Director: Benjamin Cleary
Starring: Matthew Needham, Chloe Pirrie
Run-time: 12 min
Genre: Drama

In the pre-Internet age dating was so much easier; you simply approached your target, stated your intentions, and awaited your fate. That initial interaction was the ultimate test of your nerve. But you endured it, you put yourself out there, because you knew that the reward far outweighed the risk. Eventually, whether by luck or dogged perseverance, you found a match and thus entered into what you hoped would be a long and loving relationship.

Today we do things in reverse. We develop relationships, form bonds and share information without ever having laid eyes upon the object of our desire. And then, when we can put it off no longer, we agree to meet the other person, in person. Stutterer is not the first piece of fiction to tap into this modern-day phenomenon, but, unlike its predecessors, it does so without resorting to well-worn tropes or toe-curling schmaltz.

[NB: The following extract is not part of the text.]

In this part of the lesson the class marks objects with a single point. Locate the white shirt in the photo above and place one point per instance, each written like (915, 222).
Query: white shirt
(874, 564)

Its protagonist, Greenwood, is a shy, retiring twenty-something, a typographer who works alone and lives with his dad. The one ray of light in an otherwise dreary existence is Ellie, his girlfriend, whom he’s never met. They have been dating for six months and things have been going well, so well that Ellie suggests they meet up and take things to the next level. A daunting prospect under any circumstances. But when you’ve got a crippling speech impediment, a stutter so incapacitating that unravelling the most simple of sentences is an onerous task, it becomes all the more daunting.

Greenwood’s first instinct is to hide, to run away from the issue in the hope that it will just disappear. He liked things just the way they were; him on one side, Ellie on the other. It was safe, he could be who he wanted to be. The online Greenwood was smooth, he was charming, witty and intelligent; all the things the real-life one wasn’t. But now his safety blanket has been removed, he has been exposed for what he truly is, or at least what he believes himself to be: a spluttering idiot.

What Stutterer does so well, right up until its final, life-affirming act, is to remind us that no matter how concerned we are about our own appearance, our own foibles, our own downright stupidity, someone else will always feel the same. It skilfully distracts us from the bigger picture, asks that we wallow with Greenwood, before scolding us for being so foolish, so utterly maudlin. In that sense it is timeless; it deals with feelings and emotions that have been felt by courting couples since the beginning of time.

But perhaps the biggest compliment I can pay it is that, in spite of its short run-time (twelve minutes), it does more to promote online dating than any number of expensive, convoluted advertisements ever could. It offers hope where there seems to be none and salvation for those who need it most. And it reminds us that no matter who you are, or what you’re going through, there is always someone out there for you, always. I expect Tinder to bid for the rights any day now.